Description
A motherboard (sometimes alternatively known as the mainboard, system board,planar board or logic
board, or colloquially, a mobo) is the main printed circuit board(PCB) found in computers and other expandable systems. It holds
many of the crucial electronic components of the system, such as the central processing unit (CPU) and memory,
and provides connectors for other peripherals.
Unlike a backplane,
a motherboard contains significant sub-systems such as the processor and other
components.
Motherboard specifically refers to a PCB with
expansion capability and as the name suggests, this board is the
"mother" of all components attached to it, which often include sound cards, video cards, network cards, hard drives,
or other forms of persistent storage;TV tuner cards,
cards providing extra USB or FireWire slots and a variety of other custom
components (the term mainboard is applied to devices with a single
board and no additional expansions or capability, such as controlling boards in
televisions, washing machines and other embedded systems).
History
Prior to the invention of the microprocessor,
a computer consisted of multiple printed circuit boards in a card-cage case
with components connected by a backplane,
a set of interconnected sockets. In very old designs the wires were discrete
connections between card connector pins, but printed circuit boards soon became
the standard practice. The Central Processing Unit, memory and peripherals were housed on individual printed circuit
boards which were plugged into the backplate.

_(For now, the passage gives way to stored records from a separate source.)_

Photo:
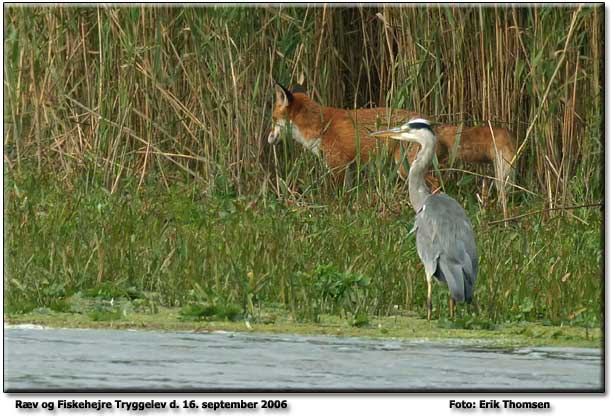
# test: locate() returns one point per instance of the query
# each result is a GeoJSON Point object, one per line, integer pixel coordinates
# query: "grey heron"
{"type": "Point", "coordinates": [444, 236]}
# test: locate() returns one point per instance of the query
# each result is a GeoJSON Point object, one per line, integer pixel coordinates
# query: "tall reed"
{"type": "Point", "coordinates": [165, 93]}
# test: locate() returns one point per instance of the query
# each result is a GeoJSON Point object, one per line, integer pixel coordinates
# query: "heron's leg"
{"type": "Point", "coordinates": [429, 299]}
{"type": "Point", "coordinates": [485, 192]}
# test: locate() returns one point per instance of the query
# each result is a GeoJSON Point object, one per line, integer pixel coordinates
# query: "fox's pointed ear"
{"type": "Point", "coordinates": [283, 95]}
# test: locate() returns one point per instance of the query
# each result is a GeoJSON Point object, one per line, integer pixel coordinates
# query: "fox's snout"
{"type": "Point", "coordinates": [273, 136]}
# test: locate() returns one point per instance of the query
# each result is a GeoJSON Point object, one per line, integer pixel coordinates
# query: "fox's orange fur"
{"type": "Point", "coordinates": [337, 133]}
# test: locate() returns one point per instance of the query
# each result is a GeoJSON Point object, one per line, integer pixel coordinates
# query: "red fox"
{"type": "Point", "coordinates": [337, 135]}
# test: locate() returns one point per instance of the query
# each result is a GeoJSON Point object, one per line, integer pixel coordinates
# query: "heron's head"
{"type": "Point", "coordinates": [415, 130]}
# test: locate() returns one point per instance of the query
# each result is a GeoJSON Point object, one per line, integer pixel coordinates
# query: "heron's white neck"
{"type": "Point", "coordinates": [418, 191]}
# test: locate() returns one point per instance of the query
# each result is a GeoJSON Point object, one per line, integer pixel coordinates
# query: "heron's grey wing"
{"type": "Point", "coordinates": [446, 245]}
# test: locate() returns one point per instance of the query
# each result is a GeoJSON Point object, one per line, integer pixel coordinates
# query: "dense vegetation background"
{"type": "Point", "coordinates": [135, 154]}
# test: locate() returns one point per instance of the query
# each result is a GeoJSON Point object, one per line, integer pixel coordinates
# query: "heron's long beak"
{"type": "Point", "coordinates": [395, 133]}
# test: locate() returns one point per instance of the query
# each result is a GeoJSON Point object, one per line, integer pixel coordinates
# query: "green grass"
{"type": "Point", "coordinates": [226, 256]}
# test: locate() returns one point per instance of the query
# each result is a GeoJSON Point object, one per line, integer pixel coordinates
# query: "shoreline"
{"type": "Point", "coordinates": [524, 334]}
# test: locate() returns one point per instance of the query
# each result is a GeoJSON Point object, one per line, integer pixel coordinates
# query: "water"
{"type": "Point", "coordinates": [60, 359]}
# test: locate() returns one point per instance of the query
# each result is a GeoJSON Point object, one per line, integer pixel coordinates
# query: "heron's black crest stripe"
{"type": "Point", "coordinates": [418, 126]}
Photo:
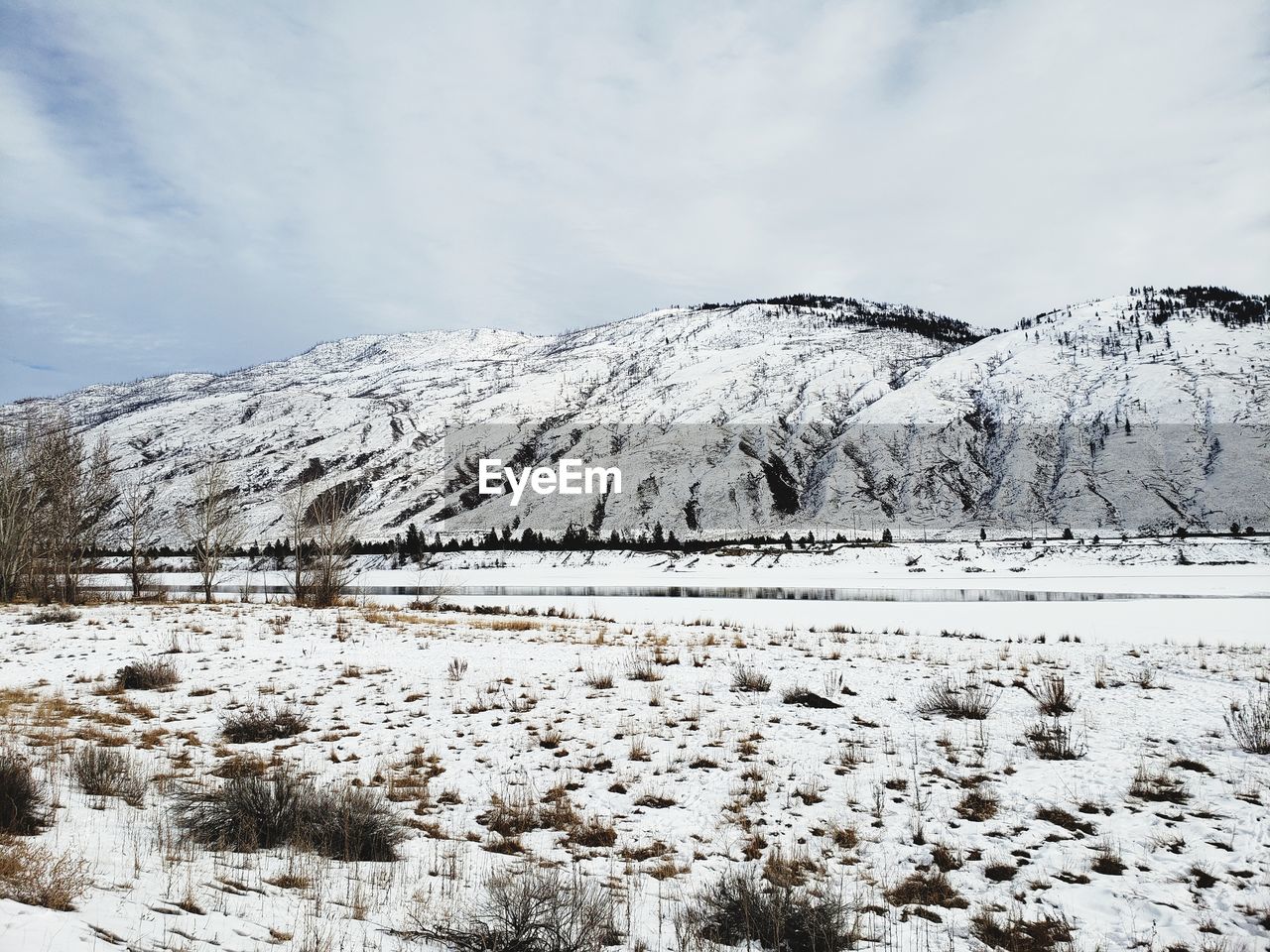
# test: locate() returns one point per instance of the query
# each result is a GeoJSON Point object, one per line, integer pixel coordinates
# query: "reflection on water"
{"type": "Point", "coordinates": [762, 592]}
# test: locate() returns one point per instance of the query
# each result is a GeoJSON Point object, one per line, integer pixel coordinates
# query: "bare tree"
{"type": "Point", "coordinates": [140, 524]}
{"type": "Point", "coordinates": [55, 498]}
{"type": "Point", "coordinates": [209, 524]}
{"type": "Point", "coordinates": [296, 517]}
{"type": "Point", "coordinates": [18, 497]}
{"type": "Point", "coordinates": [331, 517]}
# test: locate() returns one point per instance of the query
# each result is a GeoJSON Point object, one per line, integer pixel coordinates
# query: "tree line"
{"type": "Point", "coordinates": [63, 508]}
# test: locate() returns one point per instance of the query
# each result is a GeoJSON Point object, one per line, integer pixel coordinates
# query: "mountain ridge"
{"type": "Point", "coordinates": [783, 413]}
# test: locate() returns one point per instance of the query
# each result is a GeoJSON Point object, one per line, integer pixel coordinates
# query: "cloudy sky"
{"type": "Point", "coordinates": [206, 185]}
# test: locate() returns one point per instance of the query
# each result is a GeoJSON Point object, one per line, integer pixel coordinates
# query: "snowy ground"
{"type": "Point", "coordinates": [695, 775]}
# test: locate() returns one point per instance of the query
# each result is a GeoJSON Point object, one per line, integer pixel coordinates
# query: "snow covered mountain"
{"type": "Point", "coordinates": [829, 416]}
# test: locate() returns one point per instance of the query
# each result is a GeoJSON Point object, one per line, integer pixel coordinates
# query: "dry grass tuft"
{"type": "Point", "coordinates": [39, 878]}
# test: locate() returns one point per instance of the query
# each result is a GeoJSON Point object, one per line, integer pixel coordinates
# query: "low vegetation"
{"type": "Point", "coordinates": [1248, 724]}
{"type": "Point", "coordinates": [742, 907]}
{"type": "Point", "coordinates": [969, 702]}
{"type": "Point", "coordinates": [284, 809]}
{"type": "Point", "coordinates": [255, 724]}
{"type": "Point", "coordinates": [531, 909]}
{"type": "Point", "coordinates": [23, 800]}
{"type": "Point", "coordinates": [146, 675]}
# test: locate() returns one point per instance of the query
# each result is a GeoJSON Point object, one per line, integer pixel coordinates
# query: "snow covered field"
{"type": "Point", "coordinates": [497, 740]}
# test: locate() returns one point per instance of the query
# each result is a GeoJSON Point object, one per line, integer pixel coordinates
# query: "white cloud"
{"type": "Point", "coordinates": [245, 179]}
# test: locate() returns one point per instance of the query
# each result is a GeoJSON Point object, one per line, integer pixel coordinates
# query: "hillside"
{"type": "Point", "coordinates": [804, 414]}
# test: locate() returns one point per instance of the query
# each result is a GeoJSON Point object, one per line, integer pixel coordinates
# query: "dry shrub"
{"type": "Point", "coordinates": [926, 890]}
{"type": "Point", "coordinates": [102, 772]}
{"type": "Point", "coordinates": [969, 702]}
{"type": "Point", "coordinates": [261, 812]}
{"type": "Point", "coordinates": [146, 675]}
{"type": "Point", "coordinates": [22, 797]}
{"type": "Point", "coordinates": [54, 615]}
{"type": "Point", "coordinates": [593, 833]}
{"type": "Point", "coordinates": [1052, 696]}
{"type": "Point", "coordinates": [643, 667]}
{"type": "Point", "coordinates": [257, 722]}
{"type": "Point", "coordinates": [1056, 740]}
{"type": "Point", "coordinates": [1157, 785]}
{"type": "Point", "coordinates": [740, 907]}
{"type": "Point", "coordinates": [806, 697]}
{"type": "Point", "coordinates": [1250, 724]}
{"type": "Point", "coordinates": [599, 679]}
{"type": "Point", "coordinates": [1015, 933]}
{"type": "Point", "coordinates": [748, 678]}
{"type": "Point", "coordinates": [37, 878]}
{"type": "Point", "coordinates": [530, 909]}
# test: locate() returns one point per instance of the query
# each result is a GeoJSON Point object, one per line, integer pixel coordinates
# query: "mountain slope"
{"type": "Point", "coordinates": [793, 414]}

During the late 1980s and 1990s, it became
economical to move an increasing number of peripheral functions onto the
motherboard. In the late 1980s, personal computer motherboards began to include
single ICs (also called Super I/O chips) capable of supporting a set of
low-speed peripherals: keyboard, mouse, floppy disk
drive, serial ports,
and parallel ports.
By the late-1990s, many personal computer motherboards supported a full range
of audio, video, storage, and networking functions without the need for any expansion cards at all; higher-end systems for 3D gaming
and computer
graphics typically
retained only the graphics card as a separate component.
The most popular computers such as the Apple II and IBM PC had published schematic diagrams and
other documentation which permitted rapid reverse-engineering and third-party replacement
motherboards. Usually intended for building new computers compatible with the
exemplars, many motherboards offered additional performance or other features
and were used to upgrade the manufacturer's original equipment.